El nuevo (y volátil) paisaje político chileno
Kast tendrá que moverse en un equilibrio estrecho: demostrar firmeza evitando los maximalismos, mantener apertura al diálogo sin diluir su identidad y sostener la adhesión sin mostrar aún los resultados que prometió
La victoria de José Antonio Kast marca un punto de inflexión. Por primera vez desde la redemocratización, un candidato estrictamente de derechas —un discípulo de Jaime Guzmán— entra a La Moneda. Esto da origen a un nuevo paisaje político cuyo tiempo de duración sigue siendo una incógnita.
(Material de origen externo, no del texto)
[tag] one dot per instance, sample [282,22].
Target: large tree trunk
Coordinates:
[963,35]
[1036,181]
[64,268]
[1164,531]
Hay quienes sostienen que el clivaje del plebiscito de 1988 ha sido sustituido de forma definitiva por el del referéndum constitucional del 4 de septiembre de 2022. Me temo que esta lectura tiene algo de voluntarismo. La sociedad chilena se funda hoy sobre bases menos estructuradas, carece de los soportes religiosos e ideológicos de ayer, es más homogénea en términos educacionales, dispone de flujos de información más rápidos y masivos, y se organiza sobre relaciones más transaccionales. No es claro, entonces, que las opciones adoptadas en una elección se reproduzcan mecánicamente en las siguientes.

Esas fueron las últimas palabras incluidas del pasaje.